The economy added 130,000 jobs during the month of August, sharply missing expectations and showing continued softening in the labor market in the face of global economic headwinds.
According to figures released Friday by the Bureau of Labor Statistics, the unemployment rate remained steady at 3.7 percent, still the lowest in almost five decades. Wage growth, which has remained sluggish all year, stayed at 3.2 percent.
Temporary hires for the U.S. Census contributed to August’s jobs total, with the Department of Labor noting that 26,000 people were hired last month for door-to-door canvasing. The 2020 Census will eventually require almost half a million temporary workers.
While the economy only requires around 100,000 jobs per month to keep pace with the working population, it has gained around 165,000 jobs a month so far this year — much lower than the average of 223,000 in 2018. Friday’s employment report also revised down the last two months’ figures: July’s total was reduced to 159,000 from 164,000 jobs gained, and June shrank to 178,000 positions. May’s total had previously been revised down by 10,000 to just 62,000 new jobs added that month.
“This miss in the jobs report tells us that a lack of confidence in the economy’s longer-term health is taking a sustained toll on business owners’ outlooks,” said Steve Rick, chief economist at CUNA Mutual Group. “And given the Fed’s rate cut in July, the looming pressure from tariffs, increasing market volatility and a middling international economic landscape, we’re starting to feel enough turbulence to justify their anxieties.”

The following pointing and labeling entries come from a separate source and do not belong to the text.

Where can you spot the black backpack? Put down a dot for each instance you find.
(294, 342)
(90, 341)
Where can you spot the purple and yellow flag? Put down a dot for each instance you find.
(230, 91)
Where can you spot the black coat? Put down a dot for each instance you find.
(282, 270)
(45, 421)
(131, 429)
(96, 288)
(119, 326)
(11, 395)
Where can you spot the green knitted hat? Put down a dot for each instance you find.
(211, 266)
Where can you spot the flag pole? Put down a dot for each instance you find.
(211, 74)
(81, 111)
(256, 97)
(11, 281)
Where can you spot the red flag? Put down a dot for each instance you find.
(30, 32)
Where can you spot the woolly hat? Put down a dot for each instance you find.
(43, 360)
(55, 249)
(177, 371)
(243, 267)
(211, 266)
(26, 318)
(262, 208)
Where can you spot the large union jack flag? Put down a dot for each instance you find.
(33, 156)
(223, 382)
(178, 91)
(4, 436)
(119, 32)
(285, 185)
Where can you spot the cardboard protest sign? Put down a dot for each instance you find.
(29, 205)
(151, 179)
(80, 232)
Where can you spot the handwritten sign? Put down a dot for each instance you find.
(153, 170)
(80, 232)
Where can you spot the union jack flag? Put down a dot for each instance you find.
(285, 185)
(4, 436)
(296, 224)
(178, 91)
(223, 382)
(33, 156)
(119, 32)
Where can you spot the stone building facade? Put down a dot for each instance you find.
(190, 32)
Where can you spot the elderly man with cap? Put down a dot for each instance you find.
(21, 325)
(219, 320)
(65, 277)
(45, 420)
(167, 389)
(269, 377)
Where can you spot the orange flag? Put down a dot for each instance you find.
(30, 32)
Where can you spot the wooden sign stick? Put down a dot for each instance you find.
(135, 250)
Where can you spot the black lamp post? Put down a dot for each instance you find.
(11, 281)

All eyes on Wall Street now turn to Federal Reserve Chairman Jerome Powell, who is scheduled to give a speech later on Friday in Zurich about the global economic outlook.
The Fed is largely expected to implement another rate cut at its next monetary policy meeting, on Sept. 17-18 in Washington. Fed officials sliced the rate by one-quarter of a percentage point in July at its last meeting, with Powell characterizing the move as a “midcycle adjustment to policy” due to global trade tensions. That comment contributed to an immediate 470-point plunge on the Dow Jones Industrial Average.
The last time the central bank slashed the rate was in December 2008, during the Great Recession. Rates remained at levels near zero for seven years before the Fed began a series of increases, beginning in December 2015.
President Donald Trump continued his lambasting of the Fed on Friday, tweeting “Where did I find this guy Jerome?” Trump, who has made a strong economy one of the central tenets of his presidency, has long claimed that the Dow would be “10,000 points higher” if the Fed had started to reduce rates earlier.